Car c’est par le suffrage universel que Mlle Agnès Souret a été proclamée telle : 114 994 voix se sont réunies sur son nom et lui ont donné une belle majorité. Cette majorité, à son tour, est-elle aussi sage que belle ? C’est ce que l’on peut se demander.

On se souvient des conditions du concours du Journal. Pendant de longs jours parurent successivement, sur les écrans en-même temps qu’à la première page de notre confrère, les portraits photographiques des concurrentes à ce prix de beauté. C’est le public lui-même qui devait juger des mérites divers de celles-ci par ses suffrages. Le public ne se borna pas à voter : il se laissa aller aussi à manifester. Certaines des candidates furent saluées par des applaudissements ; certaines autres firent partir des coups de sifflet. La foule ne garde pas plus de mesure dans les faveurs que dans les disgrâces qu’elle prodigue.
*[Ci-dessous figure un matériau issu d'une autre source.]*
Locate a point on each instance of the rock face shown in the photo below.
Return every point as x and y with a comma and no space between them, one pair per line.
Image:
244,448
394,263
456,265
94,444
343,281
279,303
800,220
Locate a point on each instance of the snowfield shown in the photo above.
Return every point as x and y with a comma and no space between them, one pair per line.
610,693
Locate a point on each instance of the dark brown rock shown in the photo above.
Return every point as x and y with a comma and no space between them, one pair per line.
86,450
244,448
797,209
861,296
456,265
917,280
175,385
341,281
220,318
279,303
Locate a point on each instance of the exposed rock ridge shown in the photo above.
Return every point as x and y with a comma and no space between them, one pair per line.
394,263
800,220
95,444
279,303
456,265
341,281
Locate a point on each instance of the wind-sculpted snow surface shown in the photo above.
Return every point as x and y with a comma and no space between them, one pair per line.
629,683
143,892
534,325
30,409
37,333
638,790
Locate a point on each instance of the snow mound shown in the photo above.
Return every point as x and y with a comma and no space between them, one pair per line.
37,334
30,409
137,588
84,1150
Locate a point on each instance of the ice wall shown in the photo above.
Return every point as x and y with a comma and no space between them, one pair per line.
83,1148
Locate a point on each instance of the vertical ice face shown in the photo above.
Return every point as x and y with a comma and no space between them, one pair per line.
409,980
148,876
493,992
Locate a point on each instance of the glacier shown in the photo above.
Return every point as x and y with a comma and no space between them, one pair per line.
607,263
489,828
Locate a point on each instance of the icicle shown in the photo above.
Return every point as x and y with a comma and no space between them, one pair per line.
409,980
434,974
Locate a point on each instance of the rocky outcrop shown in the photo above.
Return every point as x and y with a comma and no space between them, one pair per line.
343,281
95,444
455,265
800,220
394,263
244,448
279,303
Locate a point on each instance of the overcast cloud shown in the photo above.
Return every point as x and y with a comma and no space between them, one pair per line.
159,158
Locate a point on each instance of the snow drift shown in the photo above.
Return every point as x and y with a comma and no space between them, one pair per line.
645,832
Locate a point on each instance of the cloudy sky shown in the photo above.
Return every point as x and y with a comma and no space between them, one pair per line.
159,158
Je ne voudrais causer à Mlle Agnès Souret aucune peine, même légère. Je suis sûr qu’elle est très, très jolie. Mais je ne suis pas certain qu’elle soit la plus belle femme de France, et cela pour plusieurs raisons. La première est que le suffrage universel est mauvais expert en la matière, comme en beaucoup d’autres matières, d’ailleurs. Ce n’est pas tout à fait son affaire de décréter la beauté. Il est trop sensible, trop nerveux, trop impressionnable, et ajoutons trop peu cultivé pour discerner la vraie perfection. Quand cette perfection existe, réalisée par le Créateur ou par un grand artiste, sanctionnée par l’admiration des fidèles ou l’avis des connaisseurs, la foule subit son puissant attrait. Mais celle-ci est malhabile à la découvrir elle-même.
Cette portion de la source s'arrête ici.